Here's a trick I like that looks somewhat similar to the previous examples, yet whose explanation may elude some, and which at any rate connects to interesting deeper math. Alas, its one fault is that most people aren't familiar with how to carry out the required large exponentiations.

But, here, I'll link you to a calculator you can use for this purpose.
Pick any three-digit even number you like. Write a 1 after it, and then write in an exponent of 1 followed by three 0s. (For example, if your original number was 712, it would become 7121

^{1000})

Carry out this exponentiation. The result will have lots of digits; in particular, it will end in three 0s followed by a 1. Get rid of those. The result will still be huge; cut it down to size by keeping only the last three digits at this point. (For example, 7121

^{1000} is very large, and its last digits are "...2204035920001". Getting rid of the 0001 chunk and then keeping only the last three digits, we end up with 592). This value will be even, so halve it, and then tell me what you get. (In this case, that would be 592/2 = 296).
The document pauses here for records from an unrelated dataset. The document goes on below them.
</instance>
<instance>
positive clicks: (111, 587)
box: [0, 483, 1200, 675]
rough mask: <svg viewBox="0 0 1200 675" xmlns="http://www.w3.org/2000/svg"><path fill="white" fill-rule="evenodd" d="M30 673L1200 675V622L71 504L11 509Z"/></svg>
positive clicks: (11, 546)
At this point, armed with nothing else, I will readily recover your original number. In fact, the most surprising thing is the

*way* in which I will recover your original number: I raise the "magic number" 8221 to what you gave me, chop off the last digit, and then keep only the last three digits. [E.g., 8221

^{296} has last digits "...733817121". Chopping off the last 1 and then keeping only the last three three digits, I get "712" back, just as you started with].

The challenge to you (after you are able to actually try out enough examples to assure yourself this does indeed work) is to explain:

*why* does this work?

(In particular, you should know I can do this trick for

*any* number of digits, in

*any* base, just changing the "magic number" accordingly.)